Et ses lèvres ? Pourquoi devinrent-elles blanches et immobiles comme le marbre, sans pouvoir articuler une seule parole ?

Il y eut un silence d’une profonde solennité qui jeta Pauline dans la perplexité. Elle craignait d’en avoir trop dit, autant pour son bien que pour celui de son ami. Mais cette appréhension se dissipa bientôt au toucher de la main de Zulma appuyée sur la sienne. Le regard profond et pénétrant dont celle-ci couvrait sa compagne, expliquait bien mieux que des paroles qu’elle comprenait tout et sympathisait généreusement avec son amie.

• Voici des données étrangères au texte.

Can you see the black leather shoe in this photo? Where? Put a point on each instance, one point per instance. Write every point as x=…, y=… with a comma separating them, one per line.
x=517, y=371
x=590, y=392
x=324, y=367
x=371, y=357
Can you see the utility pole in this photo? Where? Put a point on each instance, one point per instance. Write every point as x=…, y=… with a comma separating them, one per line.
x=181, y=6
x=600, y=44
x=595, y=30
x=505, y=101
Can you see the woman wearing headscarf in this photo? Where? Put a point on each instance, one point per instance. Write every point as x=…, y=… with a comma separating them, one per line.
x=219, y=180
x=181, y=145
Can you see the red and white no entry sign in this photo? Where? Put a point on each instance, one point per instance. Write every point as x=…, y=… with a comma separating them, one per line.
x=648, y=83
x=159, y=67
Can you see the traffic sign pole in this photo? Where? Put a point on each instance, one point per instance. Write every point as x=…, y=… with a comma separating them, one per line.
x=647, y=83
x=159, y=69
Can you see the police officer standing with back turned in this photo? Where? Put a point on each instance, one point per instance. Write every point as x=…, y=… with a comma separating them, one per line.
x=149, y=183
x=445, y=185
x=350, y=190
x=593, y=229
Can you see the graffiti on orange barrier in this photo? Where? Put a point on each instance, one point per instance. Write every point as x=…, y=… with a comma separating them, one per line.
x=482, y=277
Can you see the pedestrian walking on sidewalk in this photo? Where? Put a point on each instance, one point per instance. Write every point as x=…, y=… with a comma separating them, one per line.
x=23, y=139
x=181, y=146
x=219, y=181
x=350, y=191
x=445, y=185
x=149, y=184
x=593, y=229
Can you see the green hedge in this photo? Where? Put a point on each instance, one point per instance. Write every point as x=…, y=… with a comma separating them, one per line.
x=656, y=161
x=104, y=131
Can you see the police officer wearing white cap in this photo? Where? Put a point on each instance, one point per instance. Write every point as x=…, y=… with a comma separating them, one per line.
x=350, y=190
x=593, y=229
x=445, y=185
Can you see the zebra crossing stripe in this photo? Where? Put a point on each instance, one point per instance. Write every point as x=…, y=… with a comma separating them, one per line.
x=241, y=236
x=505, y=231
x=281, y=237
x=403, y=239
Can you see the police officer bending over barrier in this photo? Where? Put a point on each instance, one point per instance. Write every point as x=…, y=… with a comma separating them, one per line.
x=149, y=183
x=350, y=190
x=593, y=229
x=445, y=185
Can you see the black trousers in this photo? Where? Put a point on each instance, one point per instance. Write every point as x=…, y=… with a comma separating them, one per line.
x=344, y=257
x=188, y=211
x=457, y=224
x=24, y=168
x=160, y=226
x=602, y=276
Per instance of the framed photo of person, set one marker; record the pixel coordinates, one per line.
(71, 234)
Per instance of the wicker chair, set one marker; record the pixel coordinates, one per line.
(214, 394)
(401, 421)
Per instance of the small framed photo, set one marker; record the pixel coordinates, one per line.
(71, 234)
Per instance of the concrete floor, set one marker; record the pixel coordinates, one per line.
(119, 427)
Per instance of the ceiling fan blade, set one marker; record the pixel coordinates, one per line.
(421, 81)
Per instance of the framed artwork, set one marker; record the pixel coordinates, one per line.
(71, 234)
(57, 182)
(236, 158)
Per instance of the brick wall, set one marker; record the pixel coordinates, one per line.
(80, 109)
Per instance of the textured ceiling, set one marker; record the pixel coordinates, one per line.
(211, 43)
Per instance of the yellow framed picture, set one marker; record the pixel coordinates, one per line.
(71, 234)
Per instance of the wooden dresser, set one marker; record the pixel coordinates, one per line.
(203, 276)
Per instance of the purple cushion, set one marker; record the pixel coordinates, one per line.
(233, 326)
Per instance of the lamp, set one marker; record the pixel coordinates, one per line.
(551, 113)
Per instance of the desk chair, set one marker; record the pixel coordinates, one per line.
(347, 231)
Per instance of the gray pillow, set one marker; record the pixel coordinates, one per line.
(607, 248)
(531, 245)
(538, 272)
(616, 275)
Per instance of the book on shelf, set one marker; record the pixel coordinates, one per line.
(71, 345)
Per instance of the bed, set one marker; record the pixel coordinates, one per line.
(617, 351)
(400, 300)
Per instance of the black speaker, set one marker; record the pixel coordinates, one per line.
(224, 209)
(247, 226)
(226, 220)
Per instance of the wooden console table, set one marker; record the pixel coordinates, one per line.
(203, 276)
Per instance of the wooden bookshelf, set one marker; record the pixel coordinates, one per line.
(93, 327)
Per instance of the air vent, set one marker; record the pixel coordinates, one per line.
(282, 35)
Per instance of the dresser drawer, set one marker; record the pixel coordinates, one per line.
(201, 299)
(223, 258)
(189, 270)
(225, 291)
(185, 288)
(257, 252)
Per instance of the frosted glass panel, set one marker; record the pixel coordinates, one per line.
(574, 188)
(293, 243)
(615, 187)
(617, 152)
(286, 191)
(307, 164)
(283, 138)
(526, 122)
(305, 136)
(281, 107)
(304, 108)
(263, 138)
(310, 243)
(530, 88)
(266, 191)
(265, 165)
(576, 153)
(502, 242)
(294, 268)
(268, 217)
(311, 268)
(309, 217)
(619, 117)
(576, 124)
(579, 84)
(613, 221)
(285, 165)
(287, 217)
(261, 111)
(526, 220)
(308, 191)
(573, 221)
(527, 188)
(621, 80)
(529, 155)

— Sans doute, dit-elle en riant, si vous vous inspirez de l’opinion du lieutenant Hardinge, vous ne pouvez avoir une bien haute idée des Américains et je suppose que ce serait perdre mon temps que d’essayer de combattre cette opinion.

— Heureusement, le résultat de la guerre ne dépend pas de l’opinion de deux jeunes filles comme nous, reprit Pauline, d’un air
raisonneur qui lui était complètement étranger et qui fit rire sa compagne de nouveau.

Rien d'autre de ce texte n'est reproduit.